GRAHAM: The famous foamy latte scene—we did it like 14 times in a row. I remember Ben getting frustrated because he couldn’t see the imprint of the latte clearly on my 2(x)ist white V-neck T-shirt. Ben was just like, “Why can’t we see the imprint of the foamy latte? The shirt’s not tight enough!” So they kept stretching it, and they kept putting clamps on my back. So eventually, they had to cut the T-shirt on the sides and sew me into it so that it stretched tall enough against my chest so that you could see the imprint of the latte on my shirt. That’s just how much detail Ben had.
The show season continues: Given I’ve been away from Instagram I have been missing the internet’s sentiments on the fashion shows. However, a cursory scroll through them on Vogue Runway suggests it’s kind of business as usual, even though we’re still in a pandemic and it’s very much NOT business as usual? A lot of people are still not having shows or seeming to “show” on the usual schedule. Ralph Lauren non-show images tricked out around the same time as Rick Owens’s show-show images. Other random takeaways:
There are tons of shows, probably too many shows. I don’t even know what lots of these brands are and often feel like I can’t keep up with who’s doing what for what label.
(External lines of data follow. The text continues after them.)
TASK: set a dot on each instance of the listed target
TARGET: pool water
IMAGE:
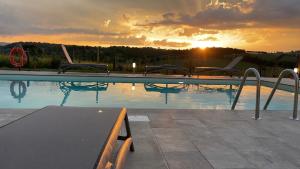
(38, 94)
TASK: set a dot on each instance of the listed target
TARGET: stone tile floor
(207, 139)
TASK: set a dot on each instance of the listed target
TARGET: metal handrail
(256, 73)
(296, 90)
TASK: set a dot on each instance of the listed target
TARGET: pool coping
(286, 83)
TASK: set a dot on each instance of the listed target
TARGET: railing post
(296, 91)
(257, 107)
Dior isn’t bridesmaid dresses this time but it isn’t terribly exciting either. (Aren’t you glad YOU support this newsletter and not ADS so that can be said?)
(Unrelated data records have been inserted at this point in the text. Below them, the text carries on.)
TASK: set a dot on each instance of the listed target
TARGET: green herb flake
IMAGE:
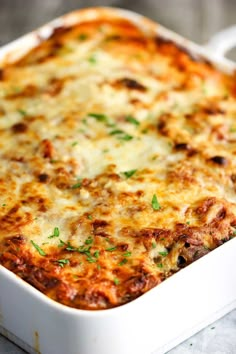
(164, 253)
(61, 243)
(116, 281)
(121, 134)
(111, 249)
(76, 185)
(56, 233)
(126, 137)
(96, 254)
(132, 120)
(62, 262)
(155, 203)
(22, 112)
(69, 247)
(127, 254)
(124, 261)
(40, 251)
(99, 117)
(82, 36)
(130, 173)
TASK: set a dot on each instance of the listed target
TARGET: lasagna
(117, 162)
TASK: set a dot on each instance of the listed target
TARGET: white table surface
(195, 19)
(218, 338)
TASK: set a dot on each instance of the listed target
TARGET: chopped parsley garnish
(89, 240)
(76, 185)
(127, 254)
(99, 117)
(74, 143)
(124, 261)
(116, 281)
(69, 247)
(82, 36)
(61, 243)
(22, 112)
(62, 262)
(132, 120)
(164, 253)
(56, 233)
(154, 245)
(40, 251)
(130, 173)
(121, 134)
(111, 249)
(155, 203)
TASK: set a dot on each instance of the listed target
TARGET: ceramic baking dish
(158, 320)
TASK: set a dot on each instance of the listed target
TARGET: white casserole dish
(155, 322)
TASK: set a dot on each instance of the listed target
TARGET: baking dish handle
(222, 42)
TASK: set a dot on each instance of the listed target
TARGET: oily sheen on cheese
(117, 162)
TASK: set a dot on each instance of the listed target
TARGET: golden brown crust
(117, 162)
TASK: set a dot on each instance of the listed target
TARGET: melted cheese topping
(117, 156)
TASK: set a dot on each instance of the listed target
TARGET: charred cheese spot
(117, 166)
Balmain was a delicious wild ride, especially because 6,000 people attended for creative director Olivier Rousteing’s ten-year anniversary show (read Cathy Horyn on it here over at The Cut).
You could find a worse outlet for unfettered fashion enthusiasm than that or, say, Rick Owens. (And I’m mindful that I’m writing this before Valentino images have come out, for which I am already prepared to feel unfettered fashion enthusiasm. My breath is caught just typing about it!)
And of course, famous offspring have presented on the runways.
First, Eve Jobs (yes, Steve Jobs’s daughter): She walked for Coperni wearing platform foam flip-flops. Other star models in the show included Adut Akech and Gigi Hadid.
Second, Lila Moss: She walked for Fendi X Versace, which is apparently a thing and which we’re apparently calling Fendace.
Moss has type 1 diabetes and went down the runway with an insulin pump clearly visible on her thigh. She hasn’t commented on it, but social media followers are praising her for it.
I’m sure Kendall Jenner was somewhere if not everywhere, but I’m also sure you don’t need me to tell you about that here.
Lastly, are you, like me, reading the new Gawker? Jennifer Schaffer writes there about our current Charisma Drought and she has many quotable lines such as this:
We’ve overemphasized all that can be faked: cocksureness and symmetry and digestible wit, and that entrancing, addictive quality that makes TikToks tick — this synthetic charisma substitute, this mash-up of shock and serotonin and some aural-visual massage being performed on our deep lizard brains that gets our heart rate up for people who are not insightful or interesting or good or cool. Karisma™. It’s like the Spice equivalent of charisma: a knock-off with dangerous consequences.
Honestly, that’s how the pandemic shows often feel to me: knock-offs with dangerous consequences.